Digital media and technology are now more ingrained in the education system than ever before, and children are exposed to digital content at increasingly younger ages. Indiana is spending $1 million dollars this year to pilot an online preschool program called UPSTART, which is already in use in Utah, South Carolina, Ohio, Mississippi and Pennsylvania.
While some studies have shown that exposure to excess screen-time could lead to a lack in cognitive development, exposure to digital media technologies is nearly unavoidable in day-to-day life, and can have immense benefits.
This week on Noon Edition, our expert panel discussed the impact of digital technology on education and cognitive development, and what can be done to ensure that students are getting the most out of digital educational media.
Shannon Riley-Ayers of the Nation Institute for Early Education Research felt that the quality of interaction between young children and technology is the key factor in determining it’s usefulness as a learning tool.
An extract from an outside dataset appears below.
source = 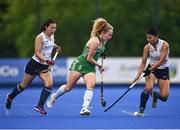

“Teacher-child interaction, and even child-to-peer interaction, is important,” she says. “Technology can either advance that or hinder that. When I’m in a classroom and I see that for 30 minutes every child has their own iPad and they are working individually I don’t see that as a good use of technology for four or five year-olds.”
Curtis Bonk of Indiana University’s School of Education has studied education technology use in Indiana for 25 years, and has seen how implementation has shifted over time. Bonk says prior programs in place in Indiana showed success, but they stopped due to funding discrepancies.
“K-12 education is an up-and-down cycle in terms of funding. And yet the state budget compared to other states in the Midwest, and all around, is pretty stable,” he says. “We haven’t had the ups and downs overall economically.”
Erik Weitnauer is the co-founder of an education technology company that works to develop digital tools for math instruction, primarily for middle school students. Weitnauer says technology alone cannot provide instruction.
“What we’re trying to do is to build a tool which will actually help have more conversations and better conversations between teachers and peers about these mathematical concepts,” he says.